From the Daily Office Lectionary for Monday in the week of Proper 11, Yr 1 (Pentecost 8, 2015)

1 Samuel 24:2 Saul took three thousand chosen men out of all Israel, and went to look for David and his men in the direction of the Rocks of the Wild Goats.

Years ago I from a large western city to a small town in Kansas, a place I’d not lived before. Needing directions to a home I wanted to visit, a farm some miles outside of town, I asked a long-time resident how to get there. You take a particular street, I was told, until you a few miles outside of town where you come to the MacGregors’ barn used to be, then you turn there. While perhaps helpful instructions for another long-time resident who may have known the MacGregors or where their barn used to stand, this did not help me even a little bit. I sometimes feel that way about the stories in the Bible. Clearly, “the Rocks of the Wild Goats” was a place well-known to the original teller and the first hearers of the history of Saul and David; perhaps it still is to their descendants still living in the land. To one removed, however, by 2,500 or so years and several thousand miles, the meaning of the landmark is lost. ~ Landmarks, the dictionary tells, are prominent features of the landscape, natural or artificial, used for navigation; they are clearly visible and generally can be sighted well in advance (even the place where MacGregor’s barn used to be can be seen ahead of time by someone with the necessary knowledge). The term also applies to events which mark important stages of personal or social development or turning points in life or history. In this latter sense, particularly in one’s personal life, landmarks are only known in retrospect. ~ I first read this passage of First Samuel several years ago when I began my discipline of reciting the Daily Office; I’ve now read it perhaps fifteen times. On that first reading, I was struck by the poetry of the image and penned a sonnet about the images of rocks or stones in Scripture (it was an embarrassingly inept poem, long discarded). Since then, I have found it more useful as a metaphor for life’s landmark events.

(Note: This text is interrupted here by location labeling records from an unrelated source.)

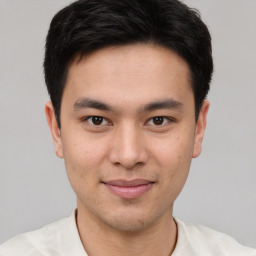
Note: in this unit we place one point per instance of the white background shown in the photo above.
(221, 189)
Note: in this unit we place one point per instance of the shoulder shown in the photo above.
(200, 240)
(44, 241)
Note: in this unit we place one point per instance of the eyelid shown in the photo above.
(105, 121)
(168, 119)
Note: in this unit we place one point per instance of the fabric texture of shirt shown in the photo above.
(62, 239)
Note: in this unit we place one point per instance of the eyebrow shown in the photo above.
(90, 103)
(162, 104)
(83, 103)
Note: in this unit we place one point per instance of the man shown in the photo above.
(128, 82)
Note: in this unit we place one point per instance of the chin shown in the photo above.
(129, 222)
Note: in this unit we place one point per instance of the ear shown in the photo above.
(200, 128)
(55, 131)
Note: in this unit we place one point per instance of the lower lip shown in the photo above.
(130, 192)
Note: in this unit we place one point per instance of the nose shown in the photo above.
(128, 148)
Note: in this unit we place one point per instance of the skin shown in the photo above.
(128, 143)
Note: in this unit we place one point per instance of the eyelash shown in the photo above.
(165, 120)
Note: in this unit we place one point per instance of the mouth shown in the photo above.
(129, 189)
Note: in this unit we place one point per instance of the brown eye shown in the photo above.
(159, 120)
(97, 120)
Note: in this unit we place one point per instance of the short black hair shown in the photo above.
(88, 25)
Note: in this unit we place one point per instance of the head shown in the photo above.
(86, 26)
(127, 80)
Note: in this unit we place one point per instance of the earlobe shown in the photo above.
(200, 128)
(55, 131)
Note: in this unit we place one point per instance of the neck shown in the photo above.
(100, 239)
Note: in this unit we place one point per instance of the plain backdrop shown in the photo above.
(221, 189)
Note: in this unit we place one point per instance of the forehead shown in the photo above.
(133, 72)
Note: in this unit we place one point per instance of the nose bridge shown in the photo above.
(128, 148)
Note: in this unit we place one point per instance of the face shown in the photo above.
(128, 133)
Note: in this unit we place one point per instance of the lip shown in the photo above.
(129, 189)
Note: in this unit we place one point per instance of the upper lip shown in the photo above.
(128, 183)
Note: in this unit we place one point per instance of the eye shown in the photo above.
(96, 120)
(159, 121)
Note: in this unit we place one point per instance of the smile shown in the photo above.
(129, 189)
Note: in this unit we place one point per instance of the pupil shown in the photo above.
(97, 120)
(158, 120)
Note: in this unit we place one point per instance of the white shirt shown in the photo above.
(62, 239)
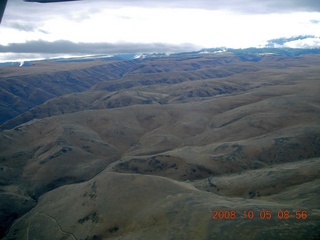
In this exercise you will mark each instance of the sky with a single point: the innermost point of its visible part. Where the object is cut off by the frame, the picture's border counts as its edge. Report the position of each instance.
(37, 30)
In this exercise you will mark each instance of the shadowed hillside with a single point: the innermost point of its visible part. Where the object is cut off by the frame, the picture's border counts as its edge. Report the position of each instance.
(153, 146)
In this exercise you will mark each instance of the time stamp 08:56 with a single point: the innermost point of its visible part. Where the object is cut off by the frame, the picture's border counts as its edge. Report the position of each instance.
(261, 214)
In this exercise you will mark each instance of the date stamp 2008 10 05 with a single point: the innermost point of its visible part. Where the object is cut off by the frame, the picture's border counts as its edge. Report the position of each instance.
(261, 214)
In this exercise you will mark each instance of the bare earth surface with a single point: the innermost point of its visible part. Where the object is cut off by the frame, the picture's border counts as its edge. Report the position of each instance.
(212, 146)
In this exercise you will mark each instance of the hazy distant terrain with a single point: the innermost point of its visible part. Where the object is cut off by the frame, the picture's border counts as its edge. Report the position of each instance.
(148, 148)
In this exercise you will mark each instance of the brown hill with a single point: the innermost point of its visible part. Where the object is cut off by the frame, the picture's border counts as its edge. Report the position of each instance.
(154, 160)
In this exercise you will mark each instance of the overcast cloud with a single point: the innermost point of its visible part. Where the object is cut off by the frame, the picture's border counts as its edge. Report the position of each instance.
(111, 26)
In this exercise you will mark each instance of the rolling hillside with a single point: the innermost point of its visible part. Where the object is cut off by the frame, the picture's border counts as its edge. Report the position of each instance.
(149, 148)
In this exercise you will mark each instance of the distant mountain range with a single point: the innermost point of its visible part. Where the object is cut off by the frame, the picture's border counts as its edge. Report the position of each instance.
(274, 46)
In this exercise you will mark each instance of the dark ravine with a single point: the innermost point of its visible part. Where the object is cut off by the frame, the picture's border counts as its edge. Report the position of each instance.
(148, 148)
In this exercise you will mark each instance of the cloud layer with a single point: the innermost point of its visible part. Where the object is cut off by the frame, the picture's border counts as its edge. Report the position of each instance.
(127, 26)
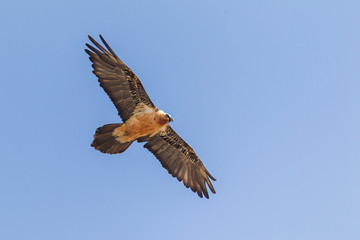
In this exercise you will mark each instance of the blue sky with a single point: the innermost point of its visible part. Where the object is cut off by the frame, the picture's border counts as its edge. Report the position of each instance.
(266, 92)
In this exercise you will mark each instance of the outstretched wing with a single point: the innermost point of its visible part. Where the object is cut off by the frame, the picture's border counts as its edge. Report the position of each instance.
(180, 160)
(120, 83)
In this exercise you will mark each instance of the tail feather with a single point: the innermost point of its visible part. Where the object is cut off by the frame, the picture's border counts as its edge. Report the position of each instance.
(105, 142)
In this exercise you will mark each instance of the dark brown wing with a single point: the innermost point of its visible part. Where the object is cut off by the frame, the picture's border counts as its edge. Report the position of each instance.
(120, 83)
(180, 160)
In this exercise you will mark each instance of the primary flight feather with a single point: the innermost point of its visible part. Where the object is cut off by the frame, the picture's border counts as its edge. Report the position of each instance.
(142, 122)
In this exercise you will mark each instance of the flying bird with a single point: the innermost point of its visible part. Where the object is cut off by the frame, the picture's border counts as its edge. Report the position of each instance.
(142, 122)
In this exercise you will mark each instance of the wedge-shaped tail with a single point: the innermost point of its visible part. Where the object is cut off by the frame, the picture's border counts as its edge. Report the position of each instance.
(105, 142)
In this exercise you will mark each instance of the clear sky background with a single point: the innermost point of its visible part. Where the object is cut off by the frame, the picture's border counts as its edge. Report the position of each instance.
(266, 92)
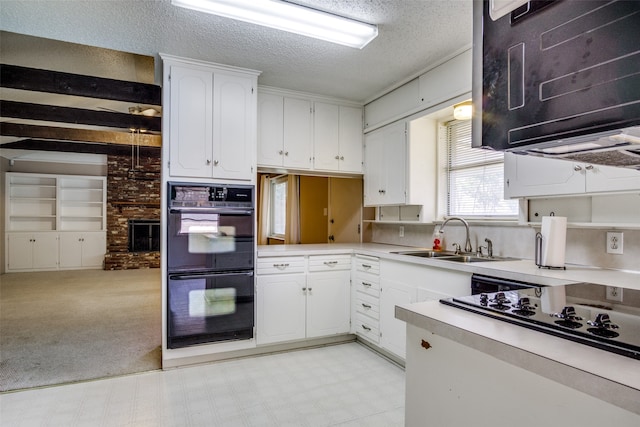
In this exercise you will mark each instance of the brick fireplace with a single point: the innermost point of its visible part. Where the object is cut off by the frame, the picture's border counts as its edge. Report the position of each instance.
(133, 193)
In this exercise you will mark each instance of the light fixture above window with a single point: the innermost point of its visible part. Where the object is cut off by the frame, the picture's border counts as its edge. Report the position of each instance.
(463, 111)
(286, 16)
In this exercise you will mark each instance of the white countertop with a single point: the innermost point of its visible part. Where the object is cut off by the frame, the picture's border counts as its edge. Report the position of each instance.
(523, 270)
(607, 376)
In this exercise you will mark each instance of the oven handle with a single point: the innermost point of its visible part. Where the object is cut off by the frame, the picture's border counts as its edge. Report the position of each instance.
(213, 211)
(203, 275)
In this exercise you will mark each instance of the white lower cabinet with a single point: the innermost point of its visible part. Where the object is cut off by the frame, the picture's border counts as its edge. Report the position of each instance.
(32, 251)
(280, 308)
(443, 376)
(366, 297)
(405, 283)
(293, 304)
(82, 250)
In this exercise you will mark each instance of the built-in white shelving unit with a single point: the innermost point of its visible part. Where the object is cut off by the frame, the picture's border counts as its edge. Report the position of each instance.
(44, 213)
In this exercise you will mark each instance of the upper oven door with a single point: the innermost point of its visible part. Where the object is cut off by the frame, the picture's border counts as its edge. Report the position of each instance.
(211, 239)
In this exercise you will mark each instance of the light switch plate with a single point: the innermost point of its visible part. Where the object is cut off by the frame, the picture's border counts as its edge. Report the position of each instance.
(614, 242)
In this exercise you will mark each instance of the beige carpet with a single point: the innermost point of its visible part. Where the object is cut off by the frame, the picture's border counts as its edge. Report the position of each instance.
(67, 326)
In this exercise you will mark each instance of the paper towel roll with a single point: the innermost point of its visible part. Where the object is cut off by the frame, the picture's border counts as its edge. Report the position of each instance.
(554, 240)
(553, 299)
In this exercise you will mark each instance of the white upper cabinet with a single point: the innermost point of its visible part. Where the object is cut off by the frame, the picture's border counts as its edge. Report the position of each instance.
(394, 105)
(400, 166)
(301, 133)
(440, 84)
(234, 126)
(284, 132)
(212, 120)
(446, 81)
(298, 133)
(191, 122)
(337, 138)
(529, 176)
(384, 166)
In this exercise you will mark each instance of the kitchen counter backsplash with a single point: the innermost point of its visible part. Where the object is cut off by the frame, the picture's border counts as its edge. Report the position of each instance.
(585, 246)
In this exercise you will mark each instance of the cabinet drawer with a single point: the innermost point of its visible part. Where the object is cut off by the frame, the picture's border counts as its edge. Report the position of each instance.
(367, 305)
(280, 265)
(329, 262)
(368, 328)
(368, 284)
(367, 264)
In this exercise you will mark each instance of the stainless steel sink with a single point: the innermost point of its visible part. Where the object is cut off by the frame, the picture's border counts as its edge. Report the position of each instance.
(427, 253)
(452, 256)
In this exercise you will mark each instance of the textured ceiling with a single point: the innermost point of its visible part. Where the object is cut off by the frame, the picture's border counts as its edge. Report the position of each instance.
(413, 35)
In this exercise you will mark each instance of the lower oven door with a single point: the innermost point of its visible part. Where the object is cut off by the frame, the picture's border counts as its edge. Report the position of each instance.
(204, 308)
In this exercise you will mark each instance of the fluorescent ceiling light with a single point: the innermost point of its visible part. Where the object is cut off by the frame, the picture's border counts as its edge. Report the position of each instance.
(290, 17)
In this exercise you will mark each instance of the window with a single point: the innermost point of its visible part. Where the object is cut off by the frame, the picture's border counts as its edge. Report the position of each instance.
(278, 203)
(475, 177)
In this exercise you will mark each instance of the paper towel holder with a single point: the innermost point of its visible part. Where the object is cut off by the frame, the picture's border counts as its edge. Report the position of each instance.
(538, 254)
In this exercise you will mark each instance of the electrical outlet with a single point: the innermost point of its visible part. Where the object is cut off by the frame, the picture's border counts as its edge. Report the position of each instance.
(614, 293)
(614, 242)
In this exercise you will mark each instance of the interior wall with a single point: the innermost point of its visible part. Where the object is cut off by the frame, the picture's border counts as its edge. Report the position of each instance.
(314, 205)
(585, 246)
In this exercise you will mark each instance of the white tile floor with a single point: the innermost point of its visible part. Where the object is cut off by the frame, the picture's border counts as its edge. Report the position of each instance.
(343, 385)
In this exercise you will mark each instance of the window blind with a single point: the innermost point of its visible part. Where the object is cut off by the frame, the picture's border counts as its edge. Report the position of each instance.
(475, 177)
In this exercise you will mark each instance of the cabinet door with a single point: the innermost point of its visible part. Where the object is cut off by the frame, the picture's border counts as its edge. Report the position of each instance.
(446, 81)
(607, 178)
(392, 330)
(280, 308)
(45, 251)
(234, 138)
(270, 129)
(70, 250)
(350, 139)
(94, 247)
(190, 122)
(394, 165)
(328, 303)
(373, 146)
(537, 176)
(19, 251)
(297, 134)
(326, 134)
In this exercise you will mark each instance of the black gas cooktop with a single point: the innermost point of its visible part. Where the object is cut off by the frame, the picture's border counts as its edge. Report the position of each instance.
(578, 312)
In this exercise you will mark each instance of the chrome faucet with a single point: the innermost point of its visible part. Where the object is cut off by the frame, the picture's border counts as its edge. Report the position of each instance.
(467, 245)
(489, 247)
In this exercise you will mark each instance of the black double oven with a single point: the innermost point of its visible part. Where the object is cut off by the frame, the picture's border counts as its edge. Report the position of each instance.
(210, 263)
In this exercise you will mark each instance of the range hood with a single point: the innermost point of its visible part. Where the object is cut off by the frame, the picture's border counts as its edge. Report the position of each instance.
(558, 79)
(612, 148)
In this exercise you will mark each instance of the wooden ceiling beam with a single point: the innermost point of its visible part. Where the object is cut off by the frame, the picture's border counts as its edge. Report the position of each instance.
(52, 113)
(33, 79)
(79, 135)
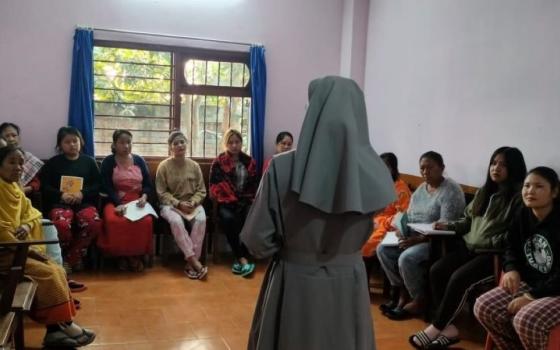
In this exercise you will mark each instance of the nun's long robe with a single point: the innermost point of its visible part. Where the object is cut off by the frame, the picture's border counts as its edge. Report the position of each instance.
(315, 292)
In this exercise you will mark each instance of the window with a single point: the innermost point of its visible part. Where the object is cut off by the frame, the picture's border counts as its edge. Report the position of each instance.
(151, 90)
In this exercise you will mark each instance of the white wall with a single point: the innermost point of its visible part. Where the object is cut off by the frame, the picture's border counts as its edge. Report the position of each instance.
(463, 78)
(302, 41)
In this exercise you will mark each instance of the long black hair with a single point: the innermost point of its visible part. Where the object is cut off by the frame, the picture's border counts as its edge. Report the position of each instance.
(516, 170)
(65, 131)
(551, 177)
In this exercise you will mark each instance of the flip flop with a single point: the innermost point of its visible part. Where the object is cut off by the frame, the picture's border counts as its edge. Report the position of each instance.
(443, 342)
(422, 340)
(76, 287)
(59, 339)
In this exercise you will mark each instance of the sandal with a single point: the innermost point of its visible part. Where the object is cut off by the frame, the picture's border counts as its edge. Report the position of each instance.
(191, 273)
(398, 314)
(422, 340)
(59, 339)
(237, 268)
(247, 269)
(76, 287)
(387, 307)
(203, 273)
(87, 337)
(443, 342)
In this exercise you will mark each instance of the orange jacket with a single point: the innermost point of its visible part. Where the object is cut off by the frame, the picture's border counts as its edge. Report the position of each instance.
(382, 221)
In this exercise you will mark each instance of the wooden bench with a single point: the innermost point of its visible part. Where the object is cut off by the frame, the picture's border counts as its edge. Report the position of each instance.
(17, 293)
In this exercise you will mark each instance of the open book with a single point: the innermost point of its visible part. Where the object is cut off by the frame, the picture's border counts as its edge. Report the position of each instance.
(190, 216)
(135, 213)
(390, 239)
(71, 184)
(428, 229)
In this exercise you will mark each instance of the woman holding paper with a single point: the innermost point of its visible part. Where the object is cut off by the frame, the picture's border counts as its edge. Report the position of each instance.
(30, 176)
(181, 190)
(438, 198)
(483, 225)
(125, 178)
(233, 184)
(70, 183)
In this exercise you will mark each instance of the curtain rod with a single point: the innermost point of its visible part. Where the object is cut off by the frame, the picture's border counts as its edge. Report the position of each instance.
(166, 35)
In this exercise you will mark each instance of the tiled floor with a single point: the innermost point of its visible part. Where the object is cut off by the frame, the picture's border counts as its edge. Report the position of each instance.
(161, 309)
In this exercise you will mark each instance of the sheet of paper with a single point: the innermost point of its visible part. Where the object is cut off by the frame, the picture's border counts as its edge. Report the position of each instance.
(428, 229)
(190, 216)
(135, 213)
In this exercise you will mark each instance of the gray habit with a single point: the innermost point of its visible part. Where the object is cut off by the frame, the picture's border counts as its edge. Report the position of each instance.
(313, 214)
(315, 293)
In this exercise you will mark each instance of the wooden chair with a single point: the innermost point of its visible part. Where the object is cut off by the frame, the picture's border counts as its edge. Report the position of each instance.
(17, 294)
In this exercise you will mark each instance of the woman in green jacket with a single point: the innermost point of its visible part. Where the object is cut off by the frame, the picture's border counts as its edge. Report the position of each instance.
(483, 225)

Often when taking stock of my life (as clergy are wont and even encouraged to do from time to time), I will ask “Where have I been in the Rocks of the Wild Goats?” Where are those events where the unsure footing has caused me to turn one direction or another, away from the path I had thought I was on? Where did I struggle to climb a difficult trail, or slide down an unexpected incline? ~ I don’t know where Saul’s and David’s Rocks of the Wild Goats were and, to be honest, I frequently don’t know where my own are, either. Only when I look back over the way I have come do I see them.